Tom Hanks rechazó protagonizar una nueva versión de El invisible Harvey, a pesar de ser considerado el candidato ideal por la industria cinematográfica. El actor se opuso firmemente a los intentos de Steven Spielberg y Miramax de actualizar el clásico de 1950, defendiendo que la obra original ya era perfecta.
Hollywood mantuvo durante décadas un interés constante en producir un remake de El invisible Harvey, la comedia fantástica sobre un hombre cuyo mejor amigo es un conejo invisible gigante. En 1999, Miramax barajó el nombre de Tom Hanks para el papel principal, una idea que tomó fuerza en 2009 cuando Steven Spielberg mostró interés en dirigir el proyecto. Hanks ya había colaborado con Spielberg en éxitos como Salvar al soldado Ryan, lo que lo convertía en la opción lógica.
La paradoja de James Stewart y la defensa de la obra original
A pesar de su historial liderando versiones de clásicos como The Ladykillers o El peor vecino del mundo, Hanks marcó una línea clara con esta producción de Henry Koster. Durante la promoción de Náufrago, el actor comparó la idea de rehacer Harvey con la de actualizar ¡Qué bello es vivir!. "Déjenla en paz. El invisible Harvey es perfecta tal y como está, gracias", afirmó de manera tajante al ser consultado sobre el proyecto.

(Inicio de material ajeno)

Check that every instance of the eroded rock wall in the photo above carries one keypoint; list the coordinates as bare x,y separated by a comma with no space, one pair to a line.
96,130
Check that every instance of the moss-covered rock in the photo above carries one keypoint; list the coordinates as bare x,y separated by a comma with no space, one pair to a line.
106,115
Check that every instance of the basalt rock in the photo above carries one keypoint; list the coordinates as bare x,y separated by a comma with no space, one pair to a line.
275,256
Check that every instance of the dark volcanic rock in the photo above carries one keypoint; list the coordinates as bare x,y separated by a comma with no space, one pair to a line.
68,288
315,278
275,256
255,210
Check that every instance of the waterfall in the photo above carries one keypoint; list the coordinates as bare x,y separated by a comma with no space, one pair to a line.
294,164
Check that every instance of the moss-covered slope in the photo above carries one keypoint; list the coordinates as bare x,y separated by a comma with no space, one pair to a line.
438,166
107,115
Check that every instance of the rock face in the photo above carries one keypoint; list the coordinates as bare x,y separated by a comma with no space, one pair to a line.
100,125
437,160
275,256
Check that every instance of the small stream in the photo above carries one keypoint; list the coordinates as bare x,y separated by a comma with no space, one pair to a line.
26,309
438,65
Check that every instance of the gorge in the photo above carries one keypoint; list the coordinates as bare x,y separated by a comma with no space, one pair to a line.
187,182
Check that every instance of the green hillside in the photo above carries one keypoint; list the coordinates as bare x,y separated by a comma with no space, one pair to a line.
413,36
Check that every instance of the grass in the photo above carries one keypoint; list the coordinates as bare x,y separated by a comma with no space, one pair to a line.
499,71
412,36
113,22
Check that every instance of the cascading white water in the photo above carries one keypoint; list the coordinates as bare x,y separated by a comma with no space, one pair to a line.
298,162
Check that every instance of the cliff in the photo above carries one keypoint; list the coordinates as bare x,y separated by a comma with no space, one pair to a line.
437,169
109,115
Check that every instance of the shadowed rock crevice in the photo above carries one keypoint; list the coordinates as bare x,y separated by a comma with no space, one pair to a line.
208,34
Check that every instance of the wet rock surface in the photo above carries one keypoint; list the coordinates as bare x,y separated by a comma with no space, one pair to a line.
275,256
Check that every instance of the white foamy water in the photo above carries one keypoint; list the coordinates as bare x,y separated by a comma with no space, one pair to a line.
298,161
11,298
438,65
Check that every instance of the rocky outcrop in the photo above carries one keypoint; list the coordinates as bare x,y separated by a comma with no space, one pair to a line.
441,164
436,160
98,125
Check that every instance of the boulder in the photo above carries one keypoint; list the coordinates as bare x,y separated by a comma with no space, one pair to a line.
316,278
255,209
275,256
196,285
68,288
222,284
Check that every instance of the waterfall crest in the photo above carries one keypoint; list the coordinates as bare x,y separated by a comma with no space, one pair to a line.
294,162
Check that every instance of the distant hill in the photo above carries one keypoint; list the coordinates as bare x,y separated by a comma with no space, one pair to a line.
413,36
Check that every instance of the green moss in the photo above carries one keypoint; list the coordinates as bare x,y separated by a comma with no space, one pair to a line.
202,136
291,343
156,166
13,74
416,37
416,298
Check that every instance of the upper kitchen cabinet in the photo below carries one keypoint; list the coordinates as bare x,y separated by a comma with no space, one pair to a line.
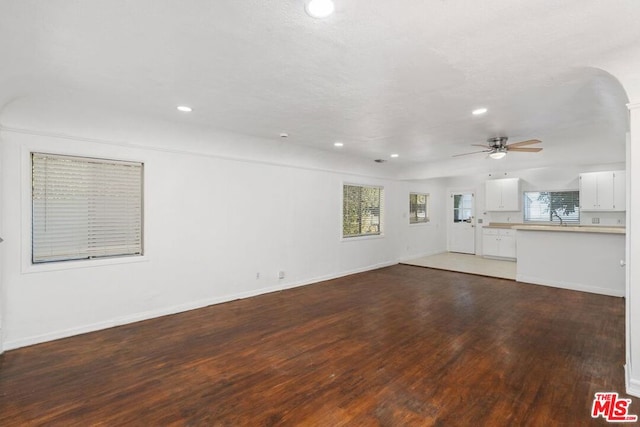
503,195
602,191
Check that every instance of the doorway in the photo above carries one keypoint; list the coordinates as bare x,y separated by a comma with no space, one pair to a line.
462,231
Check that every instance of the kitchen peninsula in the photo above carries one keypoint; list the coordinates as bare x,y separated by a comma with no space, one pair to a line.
582,258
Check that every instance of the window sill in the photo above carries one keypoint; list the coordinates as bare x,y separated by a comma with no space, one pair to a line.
360,238
74,265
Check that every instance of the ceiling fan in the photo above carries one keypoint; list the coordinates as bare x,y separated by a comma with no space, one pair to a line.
498,147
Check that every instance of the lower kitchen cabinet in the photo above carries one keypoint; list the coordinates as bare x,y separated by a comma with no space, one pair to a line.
499,242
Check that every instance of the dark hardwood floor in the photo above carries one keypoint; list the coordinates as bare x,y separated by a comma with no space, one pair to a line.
397,346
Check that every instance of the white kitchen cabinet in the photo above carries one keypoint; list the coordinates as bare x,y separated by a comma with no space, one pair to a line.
602,191
620,191
503,194
499,242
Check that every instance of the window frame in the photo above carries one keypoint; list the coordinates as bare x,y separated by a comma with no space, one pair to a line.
426,209
570,221
354,237
26,235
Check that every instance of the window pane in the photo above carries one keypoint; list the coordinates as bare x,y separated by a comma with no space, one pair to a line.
552,206
361,210
85,208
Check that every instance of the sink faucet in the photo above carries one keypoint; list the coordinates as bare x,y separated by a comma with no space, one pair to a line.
556,214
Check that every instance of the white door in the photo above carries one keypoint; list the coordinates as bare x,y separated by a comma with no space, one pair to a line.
462,232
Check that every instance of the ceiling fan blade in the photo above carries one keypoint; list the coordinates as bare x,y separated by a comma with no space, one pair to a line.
528,150
475,152
527,142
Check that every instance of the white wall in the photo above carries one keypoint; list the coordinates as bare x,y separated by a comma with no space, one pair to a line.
211,224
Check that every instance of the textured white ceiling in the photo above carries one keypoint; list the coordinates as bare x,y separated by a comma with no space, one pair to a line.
383,77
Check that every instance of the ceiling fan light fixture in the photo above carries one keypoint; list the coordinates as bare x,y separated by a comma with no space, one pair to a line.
319,8
498,154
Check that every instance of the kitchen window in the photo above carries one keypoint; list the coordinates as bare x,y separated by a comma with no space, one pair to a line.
418,208
84,208
562,207
361,210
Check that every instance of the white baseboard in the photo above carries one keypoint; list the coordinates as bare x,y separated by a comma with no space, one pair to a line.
165,311
420,255
572,286
633,386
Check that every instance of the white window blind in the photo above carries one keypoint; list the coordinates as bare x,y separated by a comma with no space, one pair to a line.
361,210
85,208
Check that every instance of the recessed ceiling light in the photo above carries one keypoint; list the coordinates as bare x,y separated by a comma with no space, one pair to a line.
319,8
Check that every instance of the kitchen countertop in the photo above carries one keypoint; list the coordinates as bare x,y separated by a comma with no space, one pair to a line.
572,228
565,228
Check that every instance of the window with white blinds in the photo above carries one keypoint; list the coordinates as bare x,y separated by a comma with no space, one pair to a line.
84,208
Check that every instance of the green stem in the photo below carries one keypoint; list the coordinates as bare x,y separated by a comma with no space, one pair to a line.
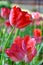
6,44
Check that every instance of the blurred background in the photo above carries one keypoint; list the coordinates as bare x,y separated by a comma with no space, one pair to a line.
34,5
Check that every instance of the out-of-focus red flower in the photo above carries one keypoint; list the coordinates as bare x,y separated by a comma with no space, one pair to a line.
7,23
5,12
19,18
38,23
36,15
38,35
21,49
37,32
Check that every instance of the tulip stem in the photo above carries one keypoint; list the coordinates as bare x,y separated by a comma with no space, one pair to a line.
6,44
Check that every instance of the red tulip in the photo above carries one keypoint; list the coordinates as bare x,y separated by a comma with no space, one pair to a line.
20,50
7,23
37,35
36,15
19,18
5,12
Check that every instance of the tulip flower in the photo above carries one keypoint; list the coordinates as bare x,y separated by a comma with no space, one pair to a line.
19,18
36,15
37,35
7,23
22,49
5,12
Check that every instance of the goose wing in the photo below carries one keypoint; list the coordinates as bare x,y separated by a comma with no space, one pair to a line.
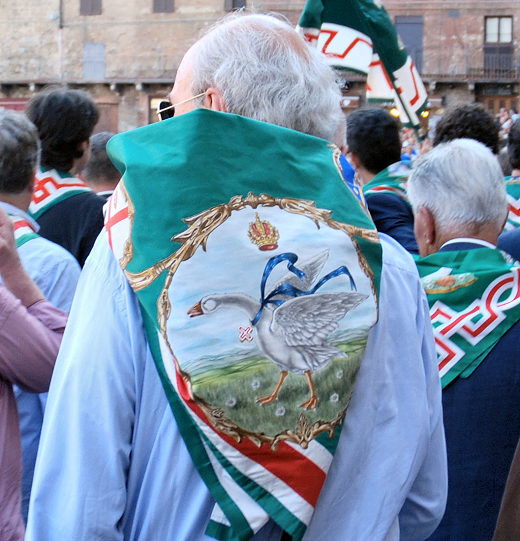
310,319
311,268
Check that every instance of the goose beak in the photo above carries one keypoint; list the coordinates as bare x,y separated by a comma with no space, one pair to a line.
196,310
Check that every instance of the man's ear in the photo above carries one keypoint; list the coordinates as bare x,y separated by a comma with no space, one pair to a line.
354,160
84,146
34,181
214,100
425,228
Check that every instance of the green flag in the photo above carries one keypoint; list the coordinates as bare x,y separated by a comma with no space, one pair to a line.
358,35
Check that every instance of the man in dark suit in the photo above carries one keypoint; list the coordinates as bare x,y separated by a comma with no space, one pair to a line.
459,199
374,150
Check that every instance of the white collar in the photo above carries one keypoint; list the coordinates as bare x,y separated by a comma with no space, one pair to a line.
480,242
11,209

La postura de Hanks contrastó con la visión del propio James Stewart, protagonista de la cinta original de 1950. Stewart manifestó insatisfacción con su interpretación en el filme, llegando incluso a participar en versiones posteriores para televisión con el objetivo de enmendar lo que consideraba errores de su actuación inicial. El actor original buscaba la redención profesional en un nuevo intento, mientras que su sucesor potencial abogaba por el respeto absoluto al material histórico.
Tom Hanks y su negativa que frenó a Universal Pictures
Los intentos de Universal Pictures por resucitar la historia no prosperaron ante la firme negativa de su candidato predilecto. Aunque la industria suele buscar el éxito comercial repitiendo fórmulas del pasado, la resistencia de Hanks impidió que la historia de Elwood P. Dowd se sumara a la lista de clásicos actualizados. La decisión resaltó una faceta selectiva del actor, quien identificó qué historias debían permanecer intactas en la memoria del cine.